接著我說了剛來東海,多麽艱難,考慮到她從小沒了母親,在東海又無依無靠,就原諒了第一次她和老美的出牆,誰知道,為了物質,她最終還是跟一個成功人士,跑了。
敘述中,我的聲音低沉,很難受。畢竟,這是我人生中的恥辱,現在,再次揭開已經快愈合的傷疤,心,很疼。
“軍軍,她不知道,你有多優秀,是她沒福氣。”
清清眼含熱淚。
或許她終於知道我經歷的這一切,終於明白了為什麽,一開始,
我要拒絕和她好。
“哦,這下我們明白了。”
張叔和林姨如釋重負。
接下來,我分別敬了4位長輩,清清非要拉著我一起敬。
敬張叔時,他感歎的說。“小劉不錯,文武全才嘛!”
“叔叔過獎了,我只是和投緣的人,才會多說話。”
“嗯,軍軍在單位可嚴肅了,像個悶葫蘆。”姍姍笑著揭露我。
“哈哈哈,今天可能是酒到位了吧?
小舅公也大笑起來。
“是啊,”我也感慨起來,“酒是好東西,有人說,如果你隻邀請一個朋友吃晚飯,拿出第一流的酒來;如果邀請兩位,就拿出第二流的吧!”
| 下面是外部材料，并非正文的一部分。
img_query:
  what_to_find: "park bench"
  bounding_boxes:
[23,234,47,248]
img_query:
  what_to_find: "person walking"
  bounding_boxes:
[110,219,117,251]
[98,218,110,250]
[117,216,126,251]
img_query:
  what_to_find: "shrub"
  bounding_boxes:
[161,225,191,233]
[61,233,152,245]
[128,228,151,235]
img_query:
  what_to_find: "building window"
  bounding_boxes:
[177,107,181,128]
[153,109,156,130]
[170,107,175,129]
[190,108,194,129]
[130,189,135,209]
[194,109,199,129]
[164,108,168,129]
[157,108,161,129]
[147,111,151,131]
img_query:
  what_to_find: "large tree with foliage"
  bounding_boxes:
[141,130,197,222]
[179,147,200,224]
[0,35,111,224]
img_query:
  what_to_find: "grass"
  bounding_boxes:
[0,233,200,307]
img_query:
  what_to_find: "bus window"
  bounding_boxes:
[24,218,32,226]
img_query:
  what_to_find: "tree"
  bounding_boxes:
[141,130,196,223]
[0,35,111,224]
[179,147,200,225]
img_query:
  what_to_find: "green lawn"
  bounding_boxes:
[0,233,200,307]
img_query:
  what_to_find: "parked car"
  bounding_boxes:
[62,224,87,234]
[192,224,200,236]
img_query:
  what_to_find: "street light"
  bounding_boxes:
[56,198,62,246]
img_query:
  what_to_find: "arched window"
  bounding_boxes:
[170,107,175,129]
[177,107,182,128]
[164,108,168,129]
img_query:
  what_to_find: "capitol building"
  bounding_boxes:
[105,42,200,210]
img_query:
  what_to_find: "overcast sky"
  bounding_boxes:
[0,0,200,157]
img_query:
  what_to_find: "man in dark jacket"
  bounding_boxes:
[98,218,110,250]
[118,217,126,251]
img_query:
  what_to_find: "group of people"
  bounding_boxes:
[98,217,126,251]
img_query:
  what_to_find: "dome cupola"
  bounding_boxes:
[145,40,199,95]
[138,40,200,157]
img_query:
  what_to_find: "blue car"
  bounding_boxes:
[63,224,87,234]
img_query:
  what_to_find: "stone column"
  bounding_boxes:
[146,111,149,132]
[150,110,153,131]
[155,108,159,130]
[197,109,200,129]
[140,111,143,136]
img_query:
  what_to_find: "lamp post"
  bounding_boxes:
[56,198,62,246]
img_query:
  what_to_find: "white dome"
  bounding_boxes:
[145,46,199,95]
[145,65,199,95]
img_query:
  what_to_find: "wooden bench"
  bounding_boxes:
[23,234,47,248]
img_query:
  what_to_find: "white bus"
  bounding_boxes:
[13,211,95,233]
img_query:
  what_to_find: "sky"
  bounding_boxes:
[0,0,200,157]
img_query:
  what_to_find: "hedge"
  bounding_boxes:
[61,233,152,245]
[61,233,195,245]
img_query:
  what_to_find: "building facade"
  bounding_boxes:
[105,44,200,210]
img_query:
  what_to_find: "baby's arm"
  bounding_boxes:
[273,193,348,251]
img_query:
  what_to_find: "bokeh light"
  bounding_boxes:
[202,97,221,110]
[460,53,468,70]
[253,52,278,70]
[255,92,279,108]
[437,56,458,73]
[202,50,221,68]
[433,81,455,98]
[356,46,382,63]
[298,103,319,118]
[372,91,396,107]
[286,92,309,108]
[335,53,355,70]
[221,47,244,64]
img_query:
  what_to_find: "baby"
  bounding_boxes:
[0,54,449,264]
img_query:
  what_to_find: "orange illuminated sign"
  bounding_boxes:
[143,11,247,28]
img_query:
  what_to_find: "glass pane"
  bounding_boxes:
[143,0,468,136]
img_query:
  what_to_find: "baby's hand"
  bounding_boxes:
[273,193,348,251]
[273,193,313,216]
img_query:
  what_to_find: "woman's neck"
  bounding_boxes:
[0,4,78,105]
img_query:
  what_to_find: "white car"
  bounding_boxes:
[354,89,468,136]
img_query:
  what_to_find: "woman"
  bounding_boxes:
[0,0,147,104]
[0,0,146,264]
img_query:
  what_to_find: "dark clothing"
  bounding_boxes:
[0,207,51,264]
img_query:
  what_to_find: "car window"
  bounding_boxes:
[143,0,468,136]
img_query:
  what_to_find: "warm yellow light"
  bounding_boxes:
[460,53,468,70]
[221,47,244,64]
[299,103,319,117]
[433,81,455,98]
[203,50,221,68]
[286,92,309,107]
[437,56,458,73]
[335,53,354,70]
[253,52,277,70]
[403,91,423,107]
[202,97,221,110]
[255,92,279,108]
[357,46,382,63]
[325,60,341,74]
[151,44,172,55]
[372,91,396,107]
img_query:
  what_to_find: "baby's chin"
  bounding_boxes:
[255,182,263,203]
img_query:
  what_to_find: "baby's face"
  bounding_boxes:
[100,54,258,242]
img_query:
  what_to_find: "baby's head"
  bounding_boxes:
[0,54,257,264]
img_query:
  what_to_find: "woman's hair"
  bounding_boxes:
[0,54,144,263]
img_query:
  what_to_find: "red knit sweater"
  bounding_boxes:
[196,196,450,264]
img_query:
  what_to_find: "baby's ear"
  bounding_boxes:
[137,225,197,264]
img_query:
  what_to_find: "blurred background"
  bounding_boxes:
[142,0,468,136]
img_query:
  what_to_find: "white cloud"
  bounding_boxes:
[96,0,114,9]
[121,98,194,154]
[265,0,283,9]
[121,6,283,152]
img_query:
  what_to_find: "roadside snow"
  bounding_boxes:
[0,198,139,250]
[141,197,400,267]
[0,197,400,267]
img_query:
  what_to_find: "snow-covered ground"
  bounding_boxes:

“哈哈哈,”大家都被逗樂了,小妮子笑的都撲到我身上了,我嚇得趕緊推,小爺公大聲說,“唉,老了,什麽也看不見。”
可愛的老者!
“對了”笑了一陣,張叔突然問我,“張姍說,你送的茶葉很貴?兩萬多一斤?”
“啊,這沒什麽。反正是我同學送的。再說了,您懂茶葉,也算為茶王,找了個好人家。”
“小劉啊,你啊,那就謝謝了。”張叔感動了。
“清清,等會兒和我回家,把那些茶具拿回家吧,寶劍贈英雄,茶具送行家。”
“小劉啊,這怎麽敢當?你太客氣了”林姨不好意思了。
“爸媽,拿著吧,軍軍也不是外人。”姍姍很大方,一副我決定了的神情,引來一陣笑聲。
出門時,傣族美女說“乖罕”,我也雙手合十,“如麗金灣”
出租車上,看著醉顏微酡的她,我知道,相思病,有藥了。